Samsung is proposing a low-cost HBM that would reduce costs in multiple ways. The number of connects per-die would shrink, reducing the number of vias required for each chip. The company wants to replace the large silicon interposer with an organic layer, and believes it can cut costs by removing the on-die buffer as well (how this would impact the overall design remains uncertain). While the resulting HBM variant would have less overall bandwidth than HBM2, Samsung believes it can compensate by increasing the clock rate (presumably without compromising HBM’s overall design, which emphasizes low clock rates and extremely wide buses).
If successful, this low-cost HBM could drive the memory into markets where it can’t currently compete, including low-end graphics cards and the APU market. Right now, Intel has a potent GPU competitor with its Crystal Well, which puts 64-128MB of EDRAM on-package with the CPU. AMD doesn’t really have an answer to Crystal Well at present, and the company’s on-die graphics are already bandwidth-limited. One potential solution is to adopt HBM for APUs and offer a chip with a unified memory pool for CPU and GPU in a single package — but that can only happen if HBM prices drop enough to justify its inclusion.
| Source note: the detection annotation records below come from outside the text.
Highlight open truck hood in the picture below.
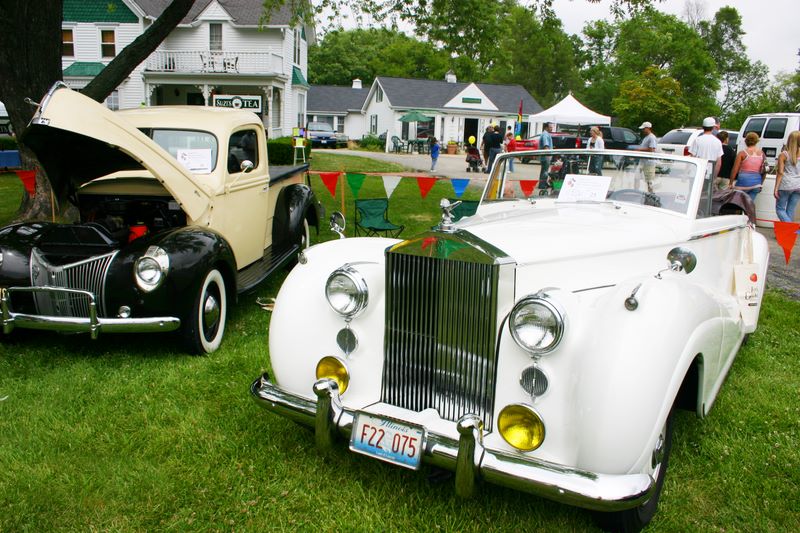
[22,82,211,220]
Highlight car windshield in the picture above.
[142,129,217,174]
[483,150,700,216]
[308,122,333,133]
[659,130,694,144]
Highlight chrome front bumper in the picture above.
[250,374,655,511]
[0,287,181,339]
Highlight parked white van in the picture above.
[736,113,800,167]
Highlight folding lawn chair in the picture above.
[355,198,405,237]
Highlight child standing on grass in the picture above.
[431,137,442,172]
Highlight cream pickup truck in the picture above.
[0,82,321,353]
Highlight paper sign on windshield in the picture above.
[177,148,212,174]
[558,174,611,202]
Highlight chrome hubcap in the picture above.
[203,293,220,330]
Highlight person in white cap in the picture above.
[637,122,658,192]
[689,117,723,179]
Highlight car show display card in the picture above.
[558,174,611,202]
[177,148,213,174]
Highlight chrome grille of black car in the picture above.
[381,251,499,430]
[31,248,117,317]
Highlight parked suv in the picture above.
[656,128,739,155]
[737,113,800,166]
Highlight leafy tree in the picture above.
[615,8,719,123]
[487,5,582,107]
[612,67,690,133]
[308,29,449,86]
[576,20,620,115]
[698,7,769,120]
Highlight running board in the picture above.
[236,244,300,294]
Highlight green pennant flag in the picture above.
[347,173,366,198]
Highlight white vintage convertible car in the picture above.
[251,150,768,531]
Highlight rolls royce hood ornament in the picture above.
[436,198,461,233]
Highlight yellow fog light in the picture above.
[497,404,544,452]
[317,355,350,394]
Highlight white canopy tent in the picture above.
[528,93,611,126]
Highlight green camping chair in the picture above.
[355,198,405,237]
[450,198,480,222]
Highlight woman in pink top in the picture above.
[731,131,765,202]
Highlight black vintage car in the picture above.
[0,83,320,353]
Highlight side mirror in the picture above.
[667,247,697,274]
[331,211,346,239]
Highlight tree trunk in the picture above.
[0,0,194,220]
[81,0,194,102]
[0,0,62,219]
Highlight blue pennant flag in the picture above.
[450,178,469,198]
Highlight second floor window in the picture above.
[61,30,75,57]
[294,30,303,65]
[208,24,222,50]
[100,30,117,57]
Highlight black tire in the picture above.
[594,409,674,533]
[183,268,228,354]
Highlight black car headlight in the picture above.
[325,265,369,320]
[133,246,169,292]
[508,292,565,355]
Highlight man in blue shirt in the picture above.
[539,122,553,191]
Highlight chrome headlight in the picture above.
[325,265,369,320]
[133,246,169,292]
[508,292,564,355]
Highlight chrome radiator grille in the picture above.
[31,248,117,317]
[381,251,499,430]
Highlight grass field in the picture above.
[0,172,25,227]
[0,152,800,532]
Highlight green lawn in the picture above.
[0,172,25,227]
[0,153,800,533]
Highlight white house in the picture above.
[62,0,314,137]
[309,72,542,149]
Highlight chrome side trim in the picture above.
[250,374,655,511]
[0,287,181,339]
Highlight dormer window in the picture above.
[61,29,75,57]
[100,30,117,57]
[208,23,222,50]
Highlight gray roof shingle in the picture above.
[377,76,542,115]
[134,0,292,26]
[307,85,369,114]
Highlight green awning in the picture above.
[64,61,106,78]
[61,0,139,24]
[292,67,308,87]
[400,110,433,122]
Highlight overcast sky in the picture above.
[553,0,800,76]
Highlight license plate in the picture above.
[350,413,425,470]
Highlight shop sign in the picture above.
[214,94,261,113]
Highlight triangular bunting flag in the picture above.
[383,176,401,198]
[16,170,36,197]
[519,180,539,198]
[319,172,341,198]
[417,176,439,198]
[347,173,366,198]
[773,220,800,265]
[450,178,469,198]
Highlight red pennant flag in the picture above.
[519,180,539,198]
[773,220,800,265]
[16,170,36,197]
[319,172,341,198]
[417,176,439,198]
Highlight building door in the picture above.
[462,118,480,144]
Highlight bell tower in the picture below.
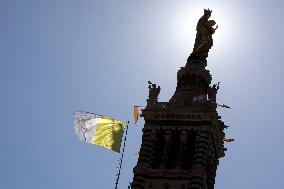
[131,10,227,189]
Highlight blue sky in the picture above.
[0,0,284,189]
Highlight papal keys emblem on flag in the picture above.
[74,112,126,152]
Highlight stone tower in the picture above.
[131,10,231,189]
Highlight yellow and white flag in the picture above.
[74,112,126,152]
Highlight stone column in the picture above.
[138,128,154,167]
[176,130,188,169]
[160,129,172,169]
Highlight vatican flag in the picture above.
[74,112,126,152]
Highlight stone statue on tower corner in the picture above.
[189,9,218,60]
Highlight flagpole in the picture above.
[115,121,129,189]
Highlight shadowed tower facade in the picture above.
[131,10,230,189]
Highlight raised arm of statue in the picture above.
[191,9,218,59]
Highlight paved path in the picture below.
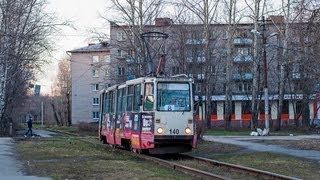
[203,135,320,163]
[0,137,50,180]
[0,130,54,180]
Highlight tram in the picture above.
[99,75,197,154]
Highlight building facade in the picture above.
[68,42,112,124]
[110,16,319,126]
[70,16,320,126]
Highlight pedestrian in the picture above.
[24,117,33,137]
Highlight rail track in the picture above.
[44,132,298,180]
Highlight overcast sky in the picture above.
[37,0,108,94]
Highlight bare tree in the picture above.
[0,0,67,134]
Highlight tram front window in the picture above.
[157,83,191,111]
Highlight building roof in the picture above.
[67,42,110,53]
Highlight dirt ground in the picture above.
[251,139,320,151]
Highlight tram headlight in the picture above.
[184,127,191,134]
[157,127,163,134]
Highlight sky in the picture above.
[36,0,108,94]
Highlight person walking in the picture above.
[24,116,33,137]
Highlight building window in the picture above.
[92,69,99,77]
[92,98,99,105]
[104,55,111,63]
[92,56,99,64]
[104,69,109,76]
[118,67,125,75]
[118,49,122,57]
[92,111,99,120]
[172,66,180,74]
[117,32,125,41]
[237,48,250,55]
[92,84,99,91]
[208,65,216,74]
[197,74,205,80]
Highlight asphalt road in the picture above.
[0,130,52,180]
[0,130,320,180]
[203,135,320,163]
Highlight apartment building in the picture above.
[110,16,319,126]
[68,42,113,124]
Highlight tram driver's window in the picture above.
[143,83,154,111]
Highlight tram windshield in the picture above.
[157,82,191,111]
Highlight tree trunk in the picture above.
[51,102,61,126]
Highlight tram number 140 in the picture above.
[169,129,179,134]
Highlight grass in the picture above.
[16,138,194,179]
[204,129,251,136]
[211,152,320,179]
[204,128,310,136]
[191,141,320,179]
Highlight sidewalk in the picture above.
[203,135,320,163]
[0,130,54,180]
[0,137,50,180]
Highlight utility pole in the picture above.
[262,16,269,129]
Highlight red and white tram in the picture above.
[99,76,197,154]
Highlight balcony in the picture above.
[233,37,253,46]
[233,54,253,63]
[187,56,206,63]
[186,39,206,45]
[292,72,301,80]
[233,73,253,81]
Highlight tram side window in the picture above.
[143,83,154,111]
[127,85,134,111]
[282,100,289,114]
[105,92,113,113]
[117,89,123,112]
[133,84,141,111]
[121,88,127,112]
[102,93,109,114]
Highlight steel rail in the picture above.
[47,132,300,180]
[183,155,300,180]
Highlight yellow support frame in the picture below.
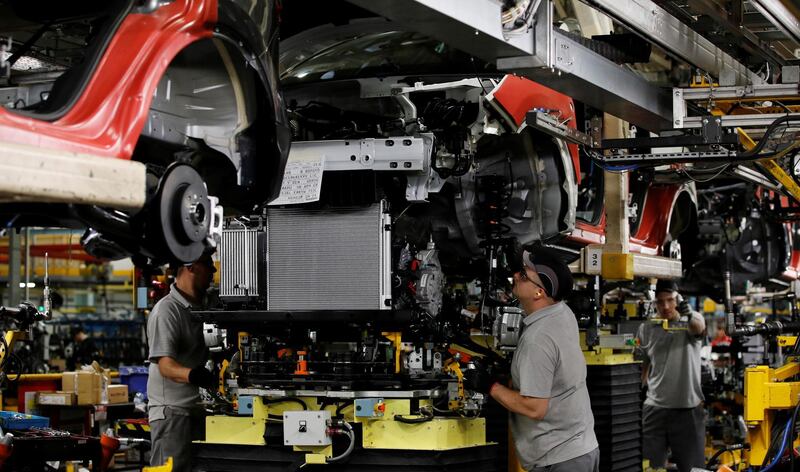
[744,362,800,465]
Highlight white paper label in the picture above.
[270,154,324,206]
[39,395,67,405]
[586,246,603,275]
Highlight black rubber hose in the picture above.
[394,415,433,424]
[264,397,308,410]
[70,205,135,239]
Any push to cut these costs could result in a much improved HBM technology deploying on APUs and other types of SoCs. But it’s not clear how power consumption would compare with other low-power technologies or whether or not we’d see the technology in 15-25W laptops.
HBM3: More capacity, more bandwidth
Samsung’s HBM3 is a straightforward improvement on HBM2 that would debut in 2019 or 2020 and offer higher densities, higher stacks (more RAM per chip, more chips per stack), and 2x the maximum bandwidth of HBM2. The goal is to reduce the core voltage (currently 1.2V) and the I/O signaling power, according to Ars Technica, while improving maximum performance.
HBM3 could allow for 64GB of memory on-die and 512GB/s of memory bandwidth per stack. A four-way stack of HBM3 would offer 2048GB/s of memory bandwidth in aggregate, compared with 1024GB/s with HBM2 and 512GB/s of HBM (all figures assume a four-stack configuration). This kind of bandwidth increase would give graphics cards or other peripherals far more memory than even the highest-end cards offer today and could be critical to driving next-generation VR systems.
The memory industry, however, isn’t as unified on HBM as you might think. As Anandtech details, both Micron and Samsung unveiled proposals for next-generation graphics and desktop memory (DDR5 and GDDR6, respectively). Xilinx is more commonly associated with FPGAs, not RAM. But Samsung used its own presentation to discuss how proper cooling technology is essential to large-scale die stacking and to call for the development of materials that can operate well at higher temperatures.
While many of these proposals are just that — proposals — they point the way to a potential revolution in gaming and high-end applications, while reduced cost and lower power options could extend those revolutions into form factors and power envelopes they currently can’t touch.